In Pinays Collective, members have conversations about sisterhood, generational struggles, the impact of ethnicity on identity, hxstory, womxn oppression, common trends of Pinays, different Pinay experiences, etc. During one of the most recent Pinays Collective, members (both men and womxn) discussed gendered expectations for Pinays. Collectively, they came up with these gender roles:
“Pinays are expected to be GREAT at everything, well-balanced, expected to be strong, pale, maganda (beautiful in Tagalog), expected to be conservative (save yourself for marriage), expected to be straight, to have a family and children, and to prove themselves because in Pilipinx culture, parents often care how their children are doing in comparison to other kids in the community (competition).”

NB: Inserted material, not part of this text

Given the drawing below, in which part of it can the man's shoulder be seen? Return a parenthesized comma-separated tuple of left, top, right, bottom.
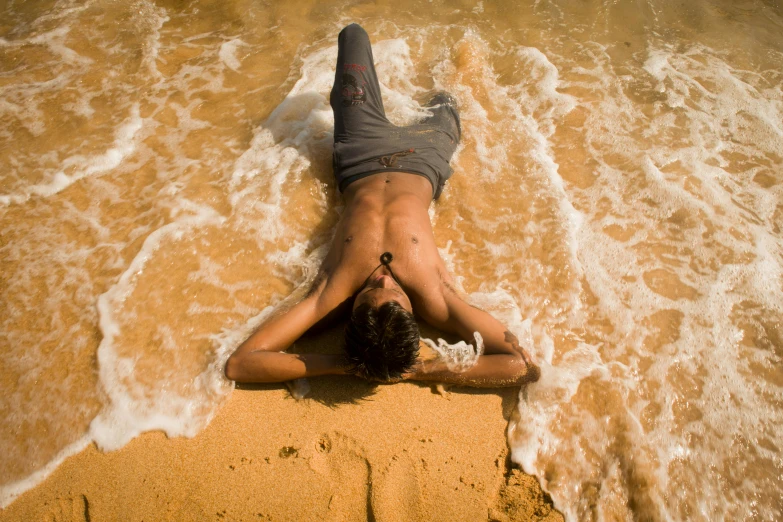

Pinays are bombarded with conflicting messages about their beauty, given that being pretty, skinny, and light-skinned is highly valued in the Pilipinx/Pilipinx-American community due to Western influence. I agree that as a Pinay, I experienced many of these gender roles from my extended family and from the Pilipinx/Pilipinx-American community. Although the list of gendered expectations is not limited to this passage, it’s important to realize that these expectations are still being held today. This is why it is vital that the Pinays Collective is present on UCLA campus because it serves as an educational space to find ways to combat Pinay issues and also, a comforting space for individuals to identify and grow with other members. Niki emphasizes, “A Pinay is every Pinay’s experience. There is no way of defining it. Culture, both familial, communal, national and ethnic, are fluid and change with time.”
Pinays are educators, organizers, innovators, warriors, builders, writers, hard-workers, scholars, cognitive liberators, leaders, fighters, and beyond definitions. I am thankful that spaces, like PINAYS Collective, exist and explore the experiential Pinay identity. It makes me immeasurably proud to have been surrounded by Pinays throughout my life growing up and through Samahang Pilipino.
I could not imagine a life without the bold presence of Pinays.